Vitiligo is an autoimmune disease that affects the skin and is characterized by white patches caused by the loss of epidermal melanin.[1] Vitiligo is less likely to be life-threatening, so it seems to belong to a low-priority medical area; however, because the rash easily occurs in significant parts, it usually causes negative effects such as shame, fear, anxiety, and discrimination.[1] Studies have shown that the decline in quality of life caused by reduced self-esteem and social isolation in patients with vitiligo can be comparable to that of psoriasis,[2] so we should be paid to this disease. The current treatment can reverse vitiligo by stimulating the regeneration of the melanocyte stem cell reservoir in the hair follicle and suppressing the immune response to repigment the skin lesions,[3] but the risk of recurrence in the first year is approximately 40%.[4] In addition, different patients and rashes in different parts have different sensitivities to treatment, and their efficacy is uneven.[5] Therefore, it is very important to deeply understand the complex pathogenesis of vitiligo, develop new treatment methods, and meet the treatment needs of patients.

Bioinformatics has developed rapidly since the 21st century and has become a promising analytical method. The differentially expressed genes (DEGs) between the diseased population and healthy controls were screened, and the potential pathogenic pathways were verified, providing a theoretical basis for an in-depth understanding of the molecular mechanism of the disease, which can be further used for disease screening, prognosis, targeted therapy, and drug development.[6] High-throughput sequencing and DNA microarrays can provide genome-wide expression data; therefore, they are widely used in the medical field. These data are stored in public databases, such as Gene Expression Omnibus (GEO), The Cancer Genome Atlas (TCGA),[7] and Online Mendelian inheritance in humans (OMIM).[8] In this study, we downloaded microarray data on vitiligo from the GEO database and screened key genes to explore the genes related to the pathogenesis of vitiligo through bioinformatics analysis and provide direction for disease prediction and accurate treatment.

2. Materials & methods

2.1. Select dataset

All data were downloaded from the GEO database ( Taking “vitiligo” AND “Homo sapiens” as the inclusion criteria, taking the tissue source as “skin biopsy,” and the sample containing “healthy control and disease group” as the screening criteria, 2 datasets, GSE53146 and GSE65127, were obtained. The sequencing platforms were GPL14951 (Illumina HumanHT-12 WG-DASL V4.0 R2 expression beadchip) and GPL570 (Affymetrix Human Genome U133 Plus 2.0 Array). The sequencing type used was microarray. Basic information on the dataset is provided in Table 1.
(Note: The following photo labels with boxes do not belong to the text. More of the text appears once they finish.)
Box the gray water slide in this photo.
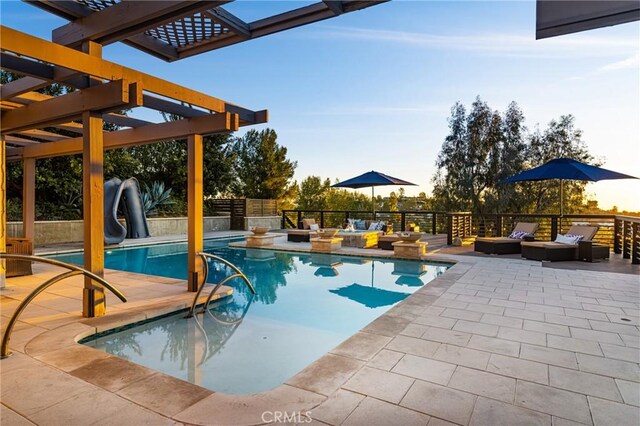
[104,178,150,244]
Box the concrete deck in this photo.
[0,233,640,426]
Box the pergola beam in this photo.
[52,0,228,47]
[177,0,388,59]
[0,80,142,133]
[11,113,239,160]
[0,26,264,122]
[13,89,153,128]
[0,53,54,80]
[4,135,40,146]
[0,76,51,100]
[205,7,251,39]
[322,0,344,16]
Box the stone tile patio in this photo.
[0,235,640,426]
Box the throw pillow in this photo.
[556,234,578,245]
[509,231,528,240]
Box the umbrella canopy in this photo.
[329,283,410,308]
[331,170,416,213]
[502,158,638,216]
[503,158,637,182]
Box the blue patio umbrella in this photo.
[502,158,638,216]
[331,170,416,214]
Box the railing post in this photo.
[622,220,633,259]
[631,222,640,265]
[551,216,558,241]
[613,217,622,254]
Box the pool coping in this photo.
[3,243,464,425]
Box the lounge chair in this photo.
[473,222,538,254]
[522,225,598,262]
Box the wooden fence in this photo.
[207,198,278,230]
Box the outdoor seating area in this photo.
[474,222,539,254]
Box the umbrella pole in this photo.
[371,186,376,220]
[560,179,564,217]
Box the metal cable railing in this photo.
[186,252,256,318]
[0,253,127,359]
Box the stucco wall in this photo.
[7,216,230,245]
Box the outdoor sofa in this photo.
[473,222,538,254]
[287,219,393,243]
[521,225,609,262]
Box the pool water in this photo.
[56,240,448,394]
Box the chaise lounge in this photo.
[473,222,538,254]
[522,225,608,262]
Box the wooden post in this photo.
[431,212,438,235]
[551,216,558,241]
[187,135,204,291]
[622,220,633,259]
[22,158,36,242]
[0,137,7,288]
[496,214,502,237]
[631,222,640,265]
[613,217,622,254]
[82,111,107,318]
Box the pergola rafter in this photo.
[29,0,388,62]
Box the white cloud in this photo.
[598,50,640,74]
[308,26,639,57]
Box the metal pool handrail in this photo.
[0,253,127,359]
[186,252,256,318]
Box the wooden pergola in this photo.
[0,0,383,317]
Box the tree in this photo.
[434,97,503,214]
[433,97,594,216]
[297,176,331,210]
[231,129,297,200]
[521,115,602,213]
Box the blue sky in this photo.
[0,0,640,210]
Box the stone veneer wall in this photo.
[244,216,282,231]
[7,216,232,245]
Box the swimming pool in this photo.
[56,240,449,394]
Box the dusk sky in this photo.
[0,0,640,210]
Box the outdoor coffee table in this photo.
[336,231,382,248]
[393,241,429,259]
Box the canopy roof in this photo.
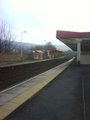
[56,30,90,39]
[56,30,90,51]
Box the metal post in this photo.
[77,39,82,65]
[21,31,27,61]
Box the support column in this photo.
[77,39,82,65]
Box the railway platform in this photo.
[5,61,90,120]
[0,59,72,120]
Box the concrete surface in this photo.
[0,60,72,120]
[5,65,90,120]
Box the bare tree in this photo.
[0,21,15,54]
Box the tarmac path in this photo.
[5,65,90,120]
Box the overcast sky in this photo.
[0,0,90,47]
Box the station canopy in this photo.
[56,30,90,52]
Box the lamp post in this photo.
[20,31,27,61]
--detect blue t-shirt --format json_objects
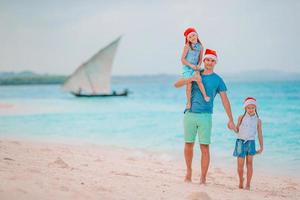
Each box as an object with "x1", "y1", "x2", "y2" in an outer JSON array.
[{"x1": 190, "y1": 73, "x2": 227, "y2": 113}]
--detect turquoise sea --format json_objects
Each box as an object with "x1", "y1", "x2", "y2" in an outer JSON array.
[{"x1": 0, "y1": 76, "x2": 300, "y2": 177}]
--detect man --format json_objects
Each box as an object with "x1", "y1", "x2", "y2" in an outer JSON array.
[{"x1": 175, "y1": 49, "x2": 236, "y2": 184}]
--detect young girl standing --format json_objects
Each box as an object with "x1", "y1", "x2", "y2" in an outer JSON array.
[
  {"x1": 181, "y1": 28, "x2": 210, "y2": 109},
  {"x1": 233, "y1": 97, "x2": 263, "y2": 190}
]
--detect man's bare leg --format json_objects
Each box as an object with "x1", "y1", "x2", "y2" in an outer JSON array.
[
  {"x1": 200, "y1": 144, "x2": 210, "y2": 184},
  {"x1": 184, "y1": 143, "x2": 194, "y2": 182},
  {"x1": 237, "y1": 157, "x2": 245, "y2": 189}
]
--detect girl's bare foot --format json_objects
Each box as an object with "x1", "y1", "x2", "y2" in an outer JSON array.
[
  {"x1": 185, "y1": 102, "x2": 191, "y2": 109},
  {"x1": 200, "y1": 177, "x2": 206, "y2": 185},
  {"x1": 239, "y1": 179, "x2": 244, "y2": 189},
  {"x1": 184, "y1": 169, "x2": 192, "y2": 183},
  {"x1": 239, "y1": 182, "x2": 244, "y2": 189},
  {"x1": 204, "y1": 96, "x2": 210, "y2": 102}
]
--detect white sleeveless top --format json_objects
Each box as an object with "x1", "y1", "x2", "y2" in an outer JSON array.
[{"x1": 237, "y1": 113, "x2": 258, "y2": 140}]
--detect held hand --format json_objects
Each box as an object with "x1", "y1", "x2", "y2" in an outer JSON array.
[
  {"x1": 190, "y1": 65, "x2": 198, "y2": 71},
  {"x1": 227, "y1": 121, "x2": 237, "y2": 132},
  {"x1": 187, "y1": 73, "x2": 198, "y2": 83}
]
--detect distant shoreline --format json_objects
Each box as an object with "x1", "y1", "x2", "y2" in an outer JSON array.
[{"x1": 0, "y1": 71, "x2": 300, "y2": 86}]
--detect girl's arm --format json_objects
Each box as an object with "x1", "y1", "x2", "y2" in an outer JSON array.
[
  {"x1": 197, "y1": 47, "x2": 203, "y2": 69},
  {"x1": 256, "y1": 119, "x2": 264, "y2": 153},
  {"x1": 174, "y1": 73, "x2": 200, "y2": 88},
  {"x1": 235, "y1": 115, "x2": 243, "y2": 133},
  {"x1": 181, "y1": 45, "x2": 197, "y2": 70}
]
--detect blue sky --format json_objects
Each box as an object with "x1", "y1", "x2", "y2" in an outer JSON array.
[{"x1": 0, "y1": 0, "x2": 300, "y2": 75}]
Table 1 - Characteristics of dataset.
Dataset Source Type Number of samples Sample name
GSE53146 Skin biopsy Vitiligo 5 GSM1283009~GSM1283013
Healthy control 5 GSM1283004~GSM1283008
GSE65127 Skin biopsy Vitiligo 10 GSM1587709~GSM1587718
Healthy control 10 GSM1587719~GSM1587728

2.2. Data processing

R ( is a free and open-source programming language that can be run and compiled for different operating systems. The R package can be downloaded for statistical calculations and data visualization. RStudio (, as an editor of the R language, has the advantages of a simple page and convenient application.

This study primarily used R (v4.0.4) and RStudio (v1.4.1106) to analyze the dataset. The GSE53146 dataset was preprocessed using the limma package of R and visualized using R’s boxplot function.
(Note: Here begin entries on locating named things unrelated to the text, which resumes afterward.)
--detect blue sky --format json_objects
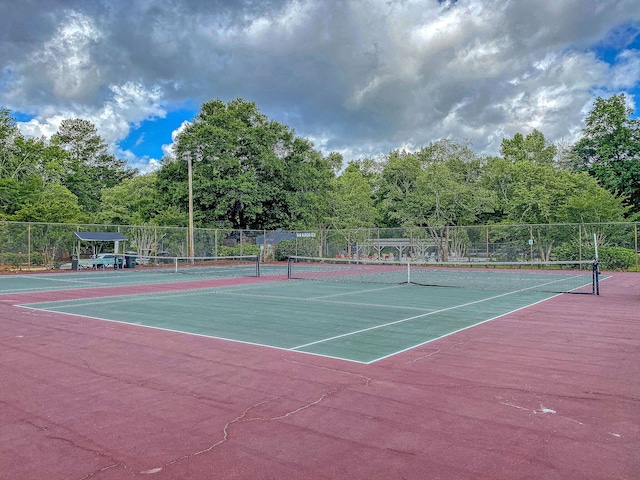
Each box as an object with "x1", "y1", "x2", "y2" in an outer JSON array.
[{"x1": 0, "y1": 0, "x2": 640, "y2": 171}]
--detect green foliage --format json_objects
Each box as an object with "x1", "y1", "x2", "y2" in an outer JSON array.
[
  {"x1": 379, "y1": 141, "x2": 496, "y2": 226},
  {"x1": 13, "y1": 183, "x2": 84, "y2": 223},
  {"x1": 553, "y1": 243, "x2": 637, "y2": 270},
  {"x1": 51, "y1": 119, "x2": 137, "y2": 213},
  {"x1": 98, "y1": 173, "x2": 166, "y2": 225},
  {"x1": 500, "y1": 130, "x2": 556, "y2": 165},
  {"x1": 158, "y1": 99, "x2": 337, "y2": 229},
  {"x1": 574, "y1": 94, "x2": 640, "y2": 213}
]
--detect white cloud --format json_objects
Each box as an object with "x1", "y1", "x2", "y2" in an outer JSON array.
[
  {"x1": 18, "y1": 82, "x2": 166, "y2": 145},
  {"x1": 0, "y1": 0, "x2": 640, "y2": 169}
]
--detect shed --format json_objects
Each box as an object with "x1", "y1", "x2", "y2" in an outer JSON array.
[{"x1": 73, "y1": 232, "x2": 127, "y2": 258}]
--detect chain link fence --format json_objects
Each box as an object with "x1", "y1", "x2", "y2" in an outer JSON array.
[{"x1": 0, "y1": 222, "x2": 639, "y2": 271}]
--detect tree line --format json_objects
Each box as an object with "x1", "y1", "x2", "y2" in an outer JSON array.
[{"x1": 0, "y1": 94, "x2": 640, "y2": 230}]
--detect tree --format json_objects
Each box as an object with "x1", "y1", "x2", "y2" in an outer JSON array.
[
  {"x1": 500, "y1": 129, "x2": 557, "y2": 165},
  {"x1": 51, "y1": 119, "x2": 136, "y2": 213},
  {"x1": 504, "y1": 161, "x2": 626, "y2": 260},
  {"x1": 327, "y1": 163, "x2": 378, "y2": 255},
  {"x1": 12, "y1": 183, "x2": 86, "y2": 223},
  {"x1": 158, "y1": 99, "x2": 335, "y2": 229},
  {"x1": 574, "y1": 94, "x2": 640, "y2": 213},
  {"x1": 98, "y1": 173, "x2": 165, "y2": 225}
]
2.3. Principal component analysis

Principal component analysis (PCA) is a statistical method used to study the relationships between multiple variables. It is one of the most widely used data dimensional-reduction algorithms. The basic principle is to reduce the dimensions of the dataset while retaining the characteristics that contribute the most to the difference in the dataset.

In this study, PCA was used to observe the gene expression patterns of the 2 groups, the prcomp function of R was used for calculation, and the ggord package was used for visualization to evaluate the difference between the samples of the vitiligo and healthy control groups.

2.4. Screen for differential genes

In this study, the annotation file was obtained from the corresponding sequencing platform, and the dataset was probe-transformed using the dplyr and tidyr packages of R. The limma package of R was used for calculation based on the processed GSE53146 dataset, and DEGs were identified and screened. The screening threshold was P < .05 and |logFC| > 2. The results are presented in the form of a heatmap and volcano map that were drawn using the pheatmap package and ggplot2 package of R, respectively.

2.5. Enrichment analysis

DAVID ( is an online database that provides biological function annotation information for a large number of genes and proteins, helping researchers extract the most significant biological information from thousands of associated annotations. At present, it is mostly used for DEG function and pathway enrichment analyses.

Gene Ontology (GO) can define and describe the functions of genes and proteins. It divides functions into 3 parts: biological process (BP), cellular component (CC), and molecular function (MF). The Kyoto Encyclopedia of Genes and Genomes (KEGG) is a database that stores health information, such as the interaction between genomes and chemical substances, diseases, and drugs.

In this study, the DAVID database (v 6.8) was used for the GO and KEGG enrichment analyses of the screened DEGs. Statistical significance was set at P < .05. The obtained results were imported into R and visualized using the ggplot2 package.

2.6. Construct protein-protein interaction network and screen key genes

In this study, the STRING (, v 11.5) database was used to construct protein-protein interaction networks (PPI) of DEGs. The minimum interaction score was set to 0.7, the nodes that had no connection with other nodes were hidden, and Cytoscape (, v 3.8.0) was used for visualization.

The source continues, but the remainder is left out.